L’Ordre prône également l’indépendance des pharmaciens responsables des industries de santé, « qui doivent pouvoir assurer leur devoir d’alerte en étant à l’abri des pressions ». Il propose pour cela de s’inspirer de certaines dispositions déjà en vigueur pour les correspondants "informatique et libertés", qui sont protégés des sanctions injustifiées de leurs employeurs.
Développer l’esprit critique des professionnels.
Les trois derniers axes de réflexion du CNOP tournent autour de la transparence dans la formation et l’information, et des liens d’intérêts. « Il ne faut pas jeter le public dans les bras du charlatanisme », met en garde Isabelle Adenot. « Pour cela, il faut gérer les problèmes de rapports d’influence, en particulier dans la formation des professionnels. »
L’Ordre plaide ainsi pour la publication des décrets d’application relatifs au développement professionnel continu (DPC) et propose d’autoriser le financement de formations par les laboratoires « uniquement sous réserve de non-exclusivité et de transparence ». Il souhaite également que la formation initiale et continue aborde les accidents et scandales sanitaires, afin de « développer l’esprit critique des professionnels de santé sur la santé publique ». Il réclame en outre une visite médicale « de qualité délivrant une juste information sur les produits de santé », et une distinction nette entre la publicité et l’information scientifique ou médicale.
Enfin, sur la question des liens d’intérêts, le CNOP veut que la transparence soit assurée par la publication de toutes les rémunérations, directes ou indirectes venant des laboratoires et par la création d’un formulaire normalisé de déclaration publique d’intérêt (DPI), avec une télédéclaration possible sur les sites des Ordres des professions de santé.
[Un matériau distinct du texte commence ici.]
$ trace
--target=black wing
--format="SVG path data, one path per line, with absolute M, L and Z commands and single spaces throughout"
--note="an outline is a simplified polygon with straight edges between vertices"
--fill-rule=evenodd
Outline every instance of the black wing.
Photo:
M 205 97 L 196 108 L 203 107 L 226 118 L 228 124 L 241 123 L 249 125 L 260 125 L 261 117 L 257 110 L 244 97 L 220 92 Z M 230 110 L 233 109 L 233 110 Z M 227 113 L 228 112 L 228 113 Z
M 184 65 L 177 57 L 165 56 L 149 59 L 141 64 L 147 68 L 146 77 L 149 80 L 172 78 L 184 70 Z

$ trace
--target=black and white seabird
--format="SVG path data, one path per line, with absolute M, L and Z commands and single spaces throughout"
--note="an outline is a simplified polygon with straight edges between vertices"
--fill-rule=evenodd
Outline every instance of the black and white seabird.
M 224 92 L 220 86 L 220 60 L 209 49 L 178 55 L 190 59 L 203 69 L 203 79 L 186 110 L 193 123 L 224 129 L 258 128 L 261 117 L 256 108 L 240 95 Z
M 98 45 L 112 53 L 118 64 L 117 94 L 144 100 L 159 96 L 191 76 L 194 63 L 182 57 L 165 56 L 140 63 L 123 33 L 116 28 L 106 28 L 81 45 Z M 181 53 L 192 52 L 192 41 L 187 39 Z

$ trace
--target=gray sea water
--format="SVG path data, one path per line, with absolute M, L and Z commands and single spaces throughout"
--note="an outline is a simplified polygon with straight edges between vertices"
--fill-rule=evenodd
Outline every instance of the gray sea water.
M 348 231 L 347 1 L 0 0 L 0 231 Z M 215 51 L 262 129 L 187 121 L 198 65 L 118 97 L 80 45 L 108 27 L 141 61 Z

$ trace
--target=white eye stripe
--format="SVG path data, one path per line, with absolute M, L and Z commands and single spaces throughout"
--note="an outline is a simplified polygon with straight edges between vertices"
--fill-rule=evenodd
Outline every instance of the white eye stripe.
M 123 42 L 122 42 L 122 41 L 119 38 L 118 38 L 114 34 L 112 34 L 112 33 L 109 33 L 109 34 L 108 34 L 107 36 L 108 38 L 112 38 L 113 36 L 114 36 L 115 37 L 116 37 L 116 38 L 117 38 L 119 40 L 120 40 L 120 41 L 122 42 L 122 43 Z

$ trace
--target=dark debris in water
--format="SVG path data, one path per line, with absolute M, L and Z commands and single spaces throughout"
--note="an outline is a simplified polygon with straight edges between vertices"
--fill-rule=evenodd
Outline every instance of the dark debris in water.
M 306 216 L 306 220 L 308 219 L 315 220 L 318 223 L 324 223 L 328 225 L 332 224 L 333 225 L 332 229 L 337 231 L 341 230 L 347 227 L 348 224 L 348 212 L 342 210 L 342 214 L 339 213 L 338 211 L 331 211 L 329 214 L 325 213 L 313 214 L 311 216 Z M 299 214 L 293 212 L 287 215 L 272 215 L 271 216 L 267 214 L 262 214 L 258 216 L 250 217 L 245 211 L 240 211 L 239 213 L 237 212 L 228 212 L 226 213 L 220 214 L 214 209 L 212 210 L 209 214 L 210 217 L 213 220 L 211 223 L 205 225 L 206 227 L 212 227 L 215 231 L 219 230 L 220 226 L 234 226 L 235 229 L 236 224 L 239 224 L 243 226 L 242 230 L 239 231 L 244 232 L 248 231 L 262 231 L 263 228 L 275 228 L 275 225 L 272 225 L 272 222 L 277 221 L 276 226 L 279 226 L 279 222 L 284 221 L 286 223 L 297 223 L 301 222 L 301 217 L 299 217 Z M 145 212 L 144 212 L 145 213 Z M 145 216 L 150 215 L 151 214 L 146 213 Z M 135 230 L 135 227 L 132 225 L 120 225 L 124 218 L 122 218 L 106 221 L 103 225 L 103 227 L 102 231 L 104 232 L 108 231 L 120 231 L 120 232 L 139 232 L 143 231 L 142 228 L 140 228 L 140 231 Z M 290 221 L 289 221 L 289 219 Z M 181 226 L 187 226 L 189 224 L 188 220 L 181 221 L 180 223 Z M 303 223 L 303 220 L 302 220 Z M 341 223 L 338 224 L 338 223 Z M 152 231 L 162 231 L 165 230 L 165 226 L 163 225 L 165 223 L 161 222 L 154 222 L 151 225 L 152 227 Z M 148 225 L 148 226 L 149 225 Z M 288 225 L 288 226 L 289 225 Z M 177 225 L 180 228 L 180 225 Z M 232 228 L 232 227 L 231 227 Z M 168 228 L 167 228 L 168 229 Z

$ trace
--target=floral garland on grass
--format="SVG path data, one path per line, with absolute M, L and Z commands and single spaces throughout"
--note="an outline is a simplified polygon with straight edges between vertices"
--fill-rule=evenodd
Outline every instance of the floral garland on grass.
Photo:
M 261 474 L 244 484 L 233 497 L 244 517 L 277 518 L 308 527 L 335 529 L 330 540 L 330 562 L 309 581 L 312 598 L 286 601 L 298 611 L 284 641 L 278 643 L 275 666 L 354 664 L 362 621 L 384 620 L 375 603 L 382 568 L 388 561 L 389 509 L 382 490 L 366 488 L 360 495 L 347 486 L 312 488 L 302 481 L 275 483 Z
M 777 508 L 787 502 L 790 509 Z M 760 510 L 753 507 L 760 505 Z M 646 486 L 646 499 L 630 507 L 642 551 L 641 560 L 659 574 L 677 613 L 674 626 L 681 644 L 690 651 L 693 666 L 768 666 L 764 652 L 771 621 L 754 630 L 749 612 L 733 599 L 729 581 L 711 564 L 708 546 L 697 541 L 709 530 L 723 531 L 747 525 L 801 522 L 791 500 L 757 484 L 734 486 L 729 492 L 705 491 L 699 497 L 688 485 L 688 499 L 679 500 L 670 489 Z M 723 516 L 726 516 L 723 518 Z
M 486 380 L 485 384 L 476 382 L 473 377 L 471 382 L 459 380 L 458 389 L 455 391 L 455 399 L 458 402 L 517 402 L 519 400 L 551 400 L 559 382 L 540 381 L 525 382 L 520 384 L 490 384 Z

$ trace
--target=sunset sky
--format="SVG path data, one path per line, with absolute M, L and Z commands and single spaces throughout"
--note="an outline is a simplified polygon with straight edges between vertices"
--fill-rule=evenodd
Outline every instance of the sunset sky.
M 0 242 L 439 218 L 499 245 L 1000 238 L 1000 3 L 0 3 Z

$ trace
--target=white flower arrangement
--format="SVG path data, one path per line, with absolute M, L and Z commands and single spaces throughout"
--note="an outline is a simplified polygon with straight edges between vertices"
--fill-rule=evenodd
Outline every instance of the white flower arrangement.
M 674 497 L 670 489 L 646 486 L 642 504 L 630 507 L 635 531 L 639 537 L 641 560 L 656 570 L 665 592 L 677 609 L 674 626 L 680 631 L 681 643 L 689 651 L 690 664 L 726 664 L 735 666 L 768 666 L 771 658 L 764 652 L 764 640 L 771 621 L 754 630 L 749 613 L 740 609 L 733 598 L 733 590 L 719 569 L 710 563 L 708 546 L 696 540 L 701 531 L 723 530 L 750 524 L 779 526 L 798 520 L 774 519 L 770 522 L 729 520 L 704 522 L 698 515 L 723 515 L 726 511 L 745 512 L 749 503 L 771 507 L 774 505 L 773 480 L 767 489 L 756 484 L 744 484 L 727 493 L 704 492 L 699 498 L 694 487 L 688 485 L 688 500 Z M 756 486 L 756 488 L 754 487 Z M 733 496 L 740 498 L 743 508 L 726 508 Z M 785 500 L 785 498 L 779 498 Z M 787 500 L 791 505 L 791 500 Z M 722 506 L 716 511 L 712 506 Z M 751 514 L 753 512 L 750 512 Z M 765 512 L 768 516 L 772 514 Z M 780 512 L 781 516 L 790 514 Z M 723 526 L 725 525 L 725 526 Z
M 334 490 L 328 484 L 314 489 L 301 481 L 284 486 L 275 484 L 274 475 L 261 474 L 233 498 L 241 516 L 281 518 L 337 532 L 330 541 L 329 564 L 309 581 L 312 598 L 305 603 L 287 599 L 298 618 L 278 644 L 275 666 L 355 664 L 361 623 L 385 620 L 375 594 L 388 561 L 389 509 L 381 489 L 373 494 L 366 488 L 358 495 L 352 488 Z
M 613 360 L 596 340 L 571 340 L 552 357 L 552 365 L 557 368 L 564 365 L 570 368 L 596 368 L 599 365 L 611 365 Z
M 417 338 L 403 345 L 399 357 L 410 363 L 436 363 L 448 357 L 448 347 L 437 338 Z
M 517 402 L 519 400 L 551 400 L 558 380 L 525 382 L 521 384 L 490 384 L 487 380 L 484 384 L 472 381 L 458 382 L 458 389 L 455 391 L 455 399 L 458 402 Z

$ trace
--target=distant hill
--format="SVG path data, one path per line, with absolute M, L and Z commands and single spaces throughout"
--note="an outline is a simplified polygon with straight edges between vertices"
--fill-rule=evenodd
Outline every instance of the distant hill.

Il plaide aussi pour une publication annuelle en ligne par les industriels des versements effectués auprès des associations et des experts.
Au total, la contribution de l’Ordre regroupe 26 propositions, réunies autour de sept thèmes principaux. « Les Assises du médicament entrent complètement dans les missions de l’Ordre, qui tournent autour de la protection du public », insiste Isabelle Adenot. Sa volonté : « restaurer la confiance des patients dans les médicaments et dans les professionnels de santé ».